This is one of my homework problems:
Let $C$ be the Cantor set and $\mu$ be the uniform measure (with the usual Cantor distribution). Find $\int x^2 d\mu$.
I tried finding the value by using symmetry property, and failed, unsurprisingly. I also tried to use Fubini's theorem by setting $\int x^2 d\mu=\int_{0}^{1} \int_{0}^{x} 2t dx d\mu$, but I think it does not simplify the problem.
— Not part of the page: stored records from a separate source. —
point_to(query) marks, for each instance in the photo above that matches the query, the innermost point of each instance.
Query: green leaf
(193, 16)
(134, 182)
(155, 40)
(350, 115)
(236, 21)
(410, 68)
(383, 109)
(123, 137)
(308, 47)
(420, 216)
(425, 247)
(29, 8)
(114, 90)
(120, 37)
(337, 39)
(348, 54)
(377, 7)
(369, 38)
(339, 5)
So what should I deal with it?
Here is another solution. Let $X_1, X_2, \cdots$ be i.i.d. and $\mathsf{P}(X_i = 0) = \mathsf{P}(X_i = 2) = \frac{1}{2}$. Then
$$ Y = \sum_{m=1}^{\infty} \frac{X_m}{3^m} \tag{*}$$
has the distribution $\mu$. So it follows that
$$ \int x^2 \, d\mu = \mathsf{E}[Y^2] = \mathsf{Var}(Y) + \mathsf{E}[Y]^2 = \sum_{n=1}^{\infty} \frac{1}{9^n} + \left( \sum_{n=1}^{\infty} \frac{1}{3^n} \right)^2 = \frac{3}{8}. $$
Proof of $\text{(*)}$. Let $U$ be independent of $(X_i)_{i=1}^{\infty}$ and has the uniform distribution over $[0, 1]$. If
$$ C_n = [0, 1] \setminus \bigcup_{m=1}^{n} \bigcup_{k=0}^{3^{m-1} - 1} \left( \frac{3k+1}{3^m}, \frac{3k+2}{3^m} \right) $$
denotes the $n$-th step in the construction of the Cantor set $C$, then
$$ Y_n = \sum_{m=1}^{n} \frac{X_m}{3^m} + \frac{1}{3^n} U $$
has the uniform distribution over $C_n$. Indeed, the summation part picks one subinterval out of total $2^n$ subintervals of $C_n$ equally likely, then the uniform part $3^{-n}U$ picks a point uniformly randomly out of that subinterval. Then
The distribution of $Y_n$ converges to $\mu$.
$Y_n$ converges $\mathsf{P}$-a.s. to $Y$.
Combining two facts gives the desired identity $\text{(*)}$.